Haas F1 Team boss says French Grand Prix was 'our worst weekend'

Haas F1 Team boss says French Grand Prix was 'our worst weekend'


Romain Grosjean finished last in the 20-car Formula 1 field in France.

“This was our worst weekend,” says Haas Formula 1 Team boss Guenther Steiner after the American team struggled in every session across French Grand Prix weekend before its two cars finished 17th and 20th.

Romain Grosjean, who finished 20th in the 20-car field, failed to make it through Q1 in qualifying on Saturday, with Kevin Magnussen not doing much better. In the race itself, the story found a way to get even worse as Grosjean became the only retirement and Magnussen finished 17th, ahead of only the Williams cars.

Haas F1 limped out of France ninth in the F1 constructors’ championship, again only ahead of scoreless Williams.

“In the four-year history, I think this was our worst weekend all in all,” Steiner said. “In the race, we still struggled. I don’t know why. What is bizarre to me is that a car that was good enough to qualify seventh and eighth in the first race and then sixth in Monte Carlo, all of a sudden we are second to last.




“Don’t ask me what it is, I don’t know. So don’t even ask me, please, because I couldn’t answer it. We need to find out, and it’s very disappointing to be honest, ending up in this situation. But not having an understanding of it is the worst of all. This was a lot worse than Montreal, because already on Friday and in qualifying we weren’t good. At least in Montreal in qualifying we got one car into Q3, but here we were happy to get one car out of Q1. So that was a lot worse.

“Then if you think in Monte Carlo, we qualified sixth. Then the race pace is difficult to say in Monte Carlo because everyone was going slow for obvious reasons, but the race pace was there. So it’s very bizarre, the whole thing.”

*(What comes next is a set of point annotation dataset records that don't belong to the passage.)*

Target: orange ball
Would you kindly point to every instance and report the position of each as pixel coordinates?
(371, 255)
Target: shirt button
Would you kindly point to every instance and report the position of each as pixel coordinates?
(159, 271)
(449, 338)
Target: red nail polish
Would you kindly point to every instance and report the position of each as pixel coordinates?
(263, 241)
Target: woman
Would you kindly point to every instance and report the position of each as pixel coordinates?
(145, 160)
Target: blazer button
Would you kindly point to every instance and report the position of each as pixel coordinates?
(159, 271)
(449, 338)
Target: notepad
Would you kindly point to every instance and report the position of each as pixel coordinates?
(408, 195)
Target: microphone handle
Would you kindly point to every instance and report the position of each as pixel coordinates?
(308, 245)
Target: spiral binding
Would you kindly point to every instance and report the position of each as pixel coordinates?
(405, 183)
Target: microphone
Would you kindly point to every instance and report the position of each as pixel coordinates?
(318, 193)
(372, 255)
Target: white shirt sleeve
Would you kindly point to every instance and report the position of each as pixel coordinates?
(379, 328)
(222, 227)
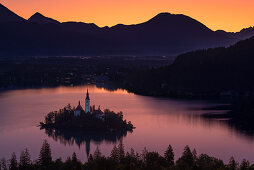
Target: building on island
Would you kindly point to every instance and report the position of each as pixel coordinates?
(78, 110)
(97, 113)
(87, 103)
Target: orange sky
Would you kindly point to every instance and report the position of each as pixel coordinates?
(230, 15)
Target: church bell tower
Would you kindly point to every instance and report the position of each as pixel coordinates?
(87, 103)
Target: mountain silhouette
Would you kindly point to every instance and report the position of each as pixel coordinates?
(8, 16)
(164, 34)
(202, 73)
(40, 19)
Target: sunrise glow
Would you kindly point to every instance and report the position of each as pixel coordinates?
(229, 15)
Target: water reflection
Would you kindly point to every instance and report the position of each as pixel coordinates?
(159, 122)
(84, 138)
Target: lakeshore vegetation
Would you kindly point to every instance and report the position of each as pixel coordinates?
(96, 120)
(120, 159)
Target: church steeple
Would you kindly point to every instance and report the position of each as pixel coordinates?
(87, 95)
(87, 103)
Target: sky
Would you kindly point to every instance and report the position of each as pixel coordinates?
(228, 15)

Rather than get angry about the situation, Steiner is trying to use the struggles to invoke a positive change, saying, “We never give up. In racing, the day you give up you stay where you are.”

“That’s what I told the guys. I said, ‘Guys, you need to work a lot more now than you did before.’ There’s no point waiting for something to come, you need to go back now and understand why we are where we are. That’s the only thing you can do.

“Once you know why you are where you are, then you can find solutions. If you don’t know that one, how can you work on solutions? Then you work on everything and then you make a new car.”